Bastille had been having the same dream every night since she
encountered the dark presence beneath the conservatory grotto. She was down in
the Catacombs again, standing beside those great metal machines as stacks of
paper fluttered behind her in some unseen wind, black and wet with mold. The
face was looking out at her through the porthole window, its gaze so compelling
it held her in place. Its eyes pierced her like knives, seeing through to her
most vulnerable parts. She was terrified, yet she did not want to leave. She
couldn’t break away, yet the feeling of being so exposed—so
known
—aroused
her like a drug. She looked into those eyes and couldn’t turn away. Or maybe
she didn’t want to.
She had been locked in that dream for what felt like hours
when a knock on her bedchamber door jolted her awake. When she sat up, a steel
ball rolled through her skull and crashed into her forehead. She was still so
tired it felt like she’d only managed a few moments of sleep. The headache tore
into her as she stood and shuffled to the door.

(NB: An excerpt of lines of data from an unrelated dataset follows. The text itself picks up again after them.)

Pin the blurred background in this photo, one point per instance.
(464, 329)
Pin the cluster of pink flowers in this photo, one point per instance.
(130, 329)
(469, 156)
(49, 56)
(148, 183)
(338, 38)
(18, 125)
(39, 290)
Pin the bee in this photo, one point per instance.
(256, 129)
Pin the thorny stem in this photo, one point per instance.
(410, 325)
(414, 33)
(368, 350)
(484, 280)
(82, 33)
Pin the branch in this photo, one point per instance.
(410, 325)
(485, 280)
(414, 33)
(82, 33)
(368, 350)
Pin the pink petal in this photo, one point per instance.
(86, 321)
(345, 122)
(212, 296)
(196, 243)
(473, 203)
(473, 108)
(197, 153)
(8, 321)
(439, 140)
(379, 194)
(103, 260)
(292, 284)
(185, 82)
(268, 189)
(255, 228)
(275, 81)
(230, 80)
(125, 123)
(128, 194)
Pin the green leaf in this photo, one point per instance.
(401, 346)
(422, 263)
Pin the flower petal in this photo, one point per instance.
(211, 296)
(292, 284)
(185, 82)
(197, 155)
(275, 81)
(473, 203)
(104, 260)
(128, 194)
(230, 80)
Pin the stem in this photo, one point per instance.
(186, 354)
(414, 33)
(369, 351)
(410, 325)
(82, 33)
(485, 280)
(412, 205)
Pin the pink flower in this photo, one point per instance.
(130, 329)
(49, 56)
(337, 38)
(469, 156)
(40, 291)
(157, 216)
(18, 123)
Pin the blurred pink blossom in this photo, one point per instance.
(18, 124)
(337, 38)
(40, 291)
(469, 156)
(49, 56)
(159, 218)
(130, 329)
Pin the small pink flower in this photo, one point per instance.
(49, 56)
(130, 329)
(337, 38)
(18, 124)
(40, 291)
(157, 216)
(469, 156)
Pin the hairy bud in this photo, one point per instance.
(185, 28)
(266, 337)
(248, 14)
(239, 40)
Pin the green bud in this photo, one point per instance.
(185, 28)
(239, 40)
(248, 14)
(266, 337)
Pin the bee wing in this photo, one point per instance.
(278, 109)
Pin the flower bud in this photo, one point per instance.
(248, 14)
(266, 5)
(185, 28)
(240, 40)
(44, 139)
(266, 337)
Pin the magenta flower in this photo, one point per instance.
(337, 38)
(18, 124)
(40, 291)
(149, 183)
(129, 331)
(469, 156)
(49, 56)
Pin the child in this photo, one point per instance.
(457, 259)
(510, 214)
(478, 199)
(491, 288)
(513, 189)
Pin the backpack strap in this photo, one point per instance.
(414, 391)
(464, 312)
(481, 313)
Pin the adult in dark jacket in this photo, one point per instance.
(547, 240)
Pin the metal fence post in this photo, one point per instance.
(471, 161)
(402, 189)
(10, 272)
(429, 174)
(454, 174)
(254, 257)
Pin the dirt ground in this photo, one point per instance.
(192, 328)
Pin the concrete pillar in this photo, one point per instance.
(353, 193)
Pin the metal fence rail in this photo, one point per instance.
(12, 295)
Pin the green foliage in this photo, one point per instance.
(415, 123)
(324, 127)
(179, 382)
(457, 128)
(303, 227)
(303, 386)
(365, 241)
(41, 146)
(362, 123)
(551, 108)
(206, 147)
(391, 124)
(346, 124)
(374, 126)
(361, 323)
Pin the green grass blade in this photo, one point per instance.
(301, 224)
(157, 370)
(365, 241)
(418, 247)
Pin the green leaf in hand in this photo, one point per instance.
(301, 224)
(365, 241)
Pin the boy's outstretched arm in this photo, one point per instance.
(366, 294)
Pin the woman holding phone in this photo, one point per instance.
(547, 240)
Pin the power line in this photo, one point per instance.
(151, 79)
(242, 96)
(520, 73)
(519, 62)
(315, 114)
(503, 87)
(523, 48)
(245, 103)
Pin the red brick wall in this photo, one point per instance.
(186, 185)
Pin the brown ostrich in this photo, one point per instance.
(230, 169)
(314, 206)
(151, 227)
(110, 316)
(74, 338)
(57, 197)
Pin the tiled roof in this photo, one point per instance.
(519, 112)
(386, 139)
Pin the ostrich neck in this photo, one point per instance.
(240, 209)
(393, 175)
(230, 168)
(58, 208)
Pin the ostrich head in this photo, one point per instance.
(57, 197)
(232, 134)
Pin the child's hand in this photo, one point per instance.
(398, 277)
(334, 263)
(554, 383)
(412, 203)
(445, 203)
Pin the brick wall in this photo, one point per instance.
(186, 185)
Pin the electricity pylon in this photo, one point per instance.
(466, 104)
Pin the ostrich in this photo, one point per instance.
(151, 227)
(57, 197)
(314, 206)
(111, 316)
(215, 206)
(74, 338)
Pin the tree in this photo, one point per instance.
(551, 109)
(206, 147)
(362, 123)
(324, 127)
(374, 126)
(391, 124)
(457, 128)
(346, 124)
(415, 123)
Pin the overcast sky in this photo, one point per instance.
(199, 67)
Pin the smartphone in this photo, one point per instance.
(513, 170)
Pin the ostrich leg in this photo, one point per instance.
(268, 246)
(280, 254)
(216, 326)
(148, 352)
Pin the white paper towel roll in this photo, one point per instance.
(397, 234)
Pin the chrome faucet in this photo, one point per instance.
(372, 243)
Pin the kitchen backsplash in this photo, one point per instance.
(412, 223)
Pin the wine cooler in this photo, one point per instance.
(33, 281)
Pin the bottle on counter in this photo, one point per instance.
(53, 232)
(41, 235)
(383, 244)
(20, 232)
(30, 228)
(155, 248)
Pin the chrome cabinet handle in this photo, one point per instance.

Brother Eustis’s bulbous nose and dimpled cheeks flushed when
he saw Sister Bastille in her underclothes. Her headaches made her
absent-minded sometimes, but she’d forgotten all about putting her robes on.
She shied away behind the door, grunting with embarrassment. It was as though
she’d woken from one bad dream only to find herself in another.
“Apologies, kind Sister,” said Brother Eustis, averting his
eyes. “The Fathers are preparing to escort the initiates in through the gates.
Sister Gallica asked me to come fetch you out to the west yard for the
welcoming ceremony.”
“Tell her I’ll be there shortly.” She shut the door in his
face, sat on the bed, and clutched her head in her hands. Her temples were
pounding. Sleep usually alleviated her headaches, but today her short nap had
only succeeding in bringing one on. There was no time to worry about how she
felt.
Donning her ceremonial robes, Bastille ran a brush through
her hair, tied it back, and lifted her hood. Her feet were unsteady beneath her
as she walked the empty halls, the steel ball still rolling around inside her
skull. The absence of others told her she must be very late indeed.